With hundreds of billions of dollars still flowing into the tech industry, it’s becoming harder and harder to deny the reality that the US economy is enmeshed in a financial bubble of incredible proportions. As recent polls have shown, the majority of Americans don’t only agree that there is an AI bubble, they’re increasingly concerned about it as well.
One man who isn’t swayed is Japan’s richest investment mogul, SoftBank CEO Masayoshi Son. Speaking at his company’s annual corporate conference in Tokyo, Son groused that any talk of an AI bubble is “absurd,” adding that he’s willing to waste trillions of dollars a year for decades if that’s what it takes to make AI a financial success.
“Asking if AI is a bubble is absurd. I don’t think people who ask that question know what AI is about,” Son said to conference attendees, as Reuters reported. “Every year $5 trillion, or 800 trillion yen, you might think that’s a lie, but I am confident that’s what it will cost.”
Son has previously said he thinks it’s “blasphemy against AI if you say it’s a bubble,” claiming that the tech’s “potential will be unlocked.”
But whether the tech industry can ever make AI financially viable is a particularly sensitive issue for SoftBank. The investment bank has lavished ChatGPT maker OpenAI with nearly $65 billion so-far, a spend so enormous that it forced major credit ratings agencies to downgrade SoftBank’s standing over the last few months.

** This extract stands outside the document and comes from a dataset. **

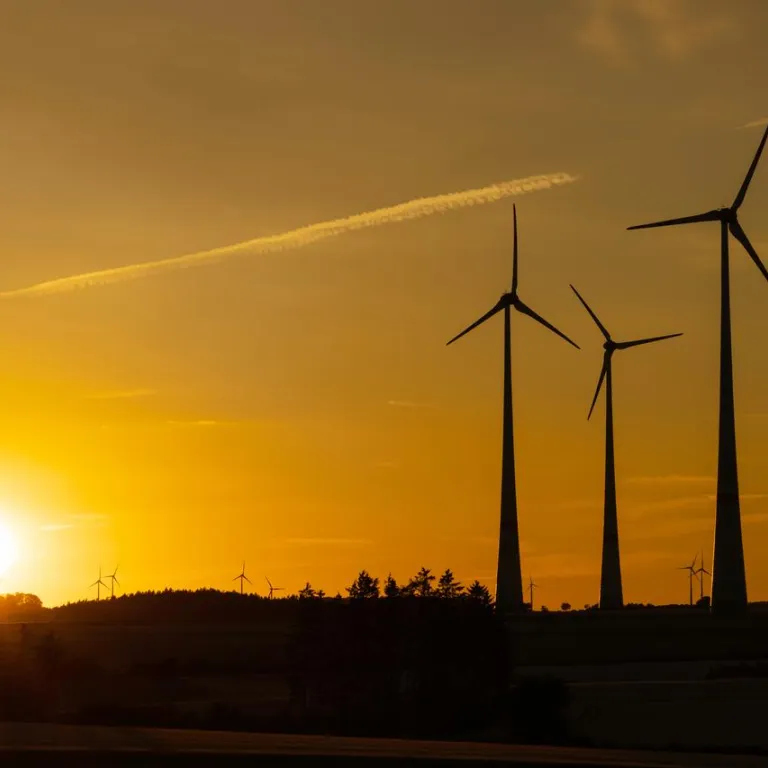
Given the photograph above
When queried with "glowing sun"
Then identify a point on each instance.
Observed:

As S&P Global’s analysts wrote when they downgraded SoftBank’s outlook from “neutral” to “negative” in March, the “liquidity of SoftBank Group’s investment portfolio will worsen because OpenAI now accounts for a bigger share of it.”
In particular, S&P warned against the exact path CEO Son seems to be doubling down on.
“The additional investment will further reduce SoftBank Group’s financial capacity, in our view,” S&P’s credit report explained. “We estimate that the additional investment in OpenAI will knock nearly four percentage points onto the company’s [loan-to-value] ratio, worsening this key financial metric.”
These invectives evidently haven’t spooked Son, who once predicted that AI superintelligence would exist by 2035.
Now, he’s adding five years to that prediction: “The business model will be viable because by 2040,” Son said, “if AI revenue makes up 20 percent of global GDP, spending 800 trillion yen a year is a rounding error.”